La administración del presidente Donald Trump comenzó a implementar un esquema de control estricto sobre la comercialización del crudo venezolano, permitiendo la venta de petróleo a China únicamente bajo condiciones de «precios de mercado» y eliminando los descuentos previos. Según informó un funcionario de la administración bajo condición de anonimato, Washington mantendrá el control de estas operaciones de forma indefinida tras la captura de Nicolás Maduro el pasado 3 de enero.
El nuevo esquema busca revertir la política de precios «injustos y rebajados» con los que Caracas operaba anteriormente. De acuerdo con el funcionario, bajo la gestión anterior, el petróleo era vendido con amplios descuentos para facilitar el repago de préstamos en los acuerdos de petróleo por deuda contraídos con la nación asiática.
Las cifras proporcionadas por el Departamento de Energía de Estados Unidos reflejan un cambio en el valor obtenido por el recurso energético desde que Washington asumió la gestión de las ventas del productor de la OPEP:
- Precio bajo gestión de EEUU: Aproximadamente 45 dólares por barril.
- Precio previo (Gestión de Maduro): Aproximadamente 31 dólares por barril.
El secretario de Energía, Chris Wright, confirmó estas cifras la semana pasada, destacando que el objetivo de la medida es asegurar un «precio justo» por el recurso, en lugar de lo que la administración califica como un «precio barato y corrupto».
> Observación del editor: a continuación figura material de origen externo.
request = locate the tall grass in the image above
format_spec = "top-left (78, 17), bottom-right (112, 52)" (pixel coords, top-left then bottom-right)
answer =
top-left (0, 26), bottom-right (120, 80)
Aunque se permite la participación de China en el mercado global del crudo venezolano, la administración Trump ha exigido que la mayor parte de la producción sea vendida a Estados Unidos. Esta política ya está generando efectos en la logística de exportación hacia Asia.
Comerciantes y analistas del sector estiman que las importaciones de petróleo venezolano por parte de China experimentarán una caída a partir de febrero. Este descenso se atribuye a que un menor número de petroleros ha logrado zarpar desde las costas venezolanas desde que Estados Unidos reclamó el control operativo de las ventas.